ALiBi (Attention with Linear Biases)
A method for position encoding that adds linear biases directly to attention scores instead of learning position embeddings.
ALiBi encodes position through linear attention biases – no learned parameters, natural extrapolation to longer contexts.
Explanation
ALiBi adds a negative linear bias proportional to the distance between query and key positions. The further apart, the more attention is dampened. Requires no learned parameters and naturally extrapolates to longer contexts than seen in training.
Marketing Relevance
ALiBi was one of the first efficient extrapolation methods and is used in BLOOM and MPT.
Common Pitfalls
Less common than RoPE in newer models. Linear bias assumption can be suboptimal for very long contexts.
Origin & History
Press et al. (2021) introduced ALiBi and showed strong extrapolation without training on long contexts.

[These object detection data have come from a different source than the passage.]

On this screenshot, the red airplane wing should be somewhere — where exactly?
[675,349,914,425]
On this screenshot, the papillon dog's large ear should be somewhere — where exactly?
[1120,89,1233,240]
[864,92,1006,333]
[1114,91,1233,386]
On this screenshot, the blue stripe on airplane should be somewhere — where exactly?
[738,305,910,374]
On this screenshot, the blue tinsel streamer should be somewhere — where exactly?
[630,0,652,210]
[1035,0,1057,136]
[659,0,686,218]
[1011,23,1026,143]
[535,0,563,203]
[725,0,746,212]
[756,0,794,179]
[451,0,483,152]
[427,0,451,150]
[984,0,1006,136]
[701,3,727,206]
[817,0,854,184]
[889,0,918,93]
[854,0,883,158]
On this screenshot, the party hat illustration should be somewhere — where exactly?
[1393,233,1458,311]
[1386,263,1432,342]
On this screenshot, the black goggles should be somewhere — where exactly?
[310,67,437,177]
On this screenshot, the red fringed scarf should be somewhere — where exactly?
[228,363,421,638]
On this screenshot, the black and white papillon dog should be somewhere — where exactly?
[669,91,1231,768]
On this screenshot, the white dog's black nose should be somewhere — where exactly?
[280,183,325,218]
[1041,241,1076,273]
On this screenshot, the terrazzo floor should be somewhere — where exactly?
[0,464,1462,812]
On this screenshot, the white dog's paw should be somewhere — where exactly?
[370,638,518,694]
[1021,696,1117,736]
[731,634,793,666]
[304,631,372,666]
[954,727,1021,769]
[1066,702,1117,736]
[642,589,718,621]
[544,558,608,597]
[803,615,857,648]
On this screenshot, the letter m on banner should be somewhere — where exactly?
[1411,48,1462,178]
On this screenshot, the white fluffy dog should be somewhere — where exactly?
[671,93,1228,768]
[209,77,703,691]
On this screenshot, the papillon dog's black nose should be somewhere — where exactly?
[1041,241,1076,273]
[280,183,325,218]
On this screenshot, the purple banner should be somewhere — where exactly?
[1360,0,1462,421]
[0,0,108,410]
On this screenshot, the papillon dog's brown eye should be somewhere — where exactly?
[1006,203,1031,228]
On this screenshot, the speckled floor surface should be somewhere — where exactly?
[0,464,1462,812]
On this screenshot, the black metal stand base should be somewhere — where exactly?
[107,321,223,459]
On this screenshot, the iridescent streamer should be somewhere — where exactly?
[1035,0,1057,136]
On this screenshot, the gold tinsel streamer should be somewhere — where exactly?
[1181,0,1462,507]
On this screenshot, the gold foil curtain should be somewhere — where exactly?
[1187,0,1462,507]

BLOOM (BigScience, 2022) and MPT (MosaicML, 2023) used ALiBi. RoPE has largely superseded ALiBi in newer models (Llama, Mistral).
Comparisons & Differences
ALiBi (Attention with Linear Biases) vs. RoPE
RoPE rotates Q/K vectors (modifies representations); ALiBi adds bias to scores (modifies attention weights) – RoPE dominates in newer LLMs.
ALiBi (Attention with Linear Biases) vs. Sinusoidal Positional Encoding
Sinusoidal adds embeddings to input; ALiBi modifies attention scores directly – no additional memory.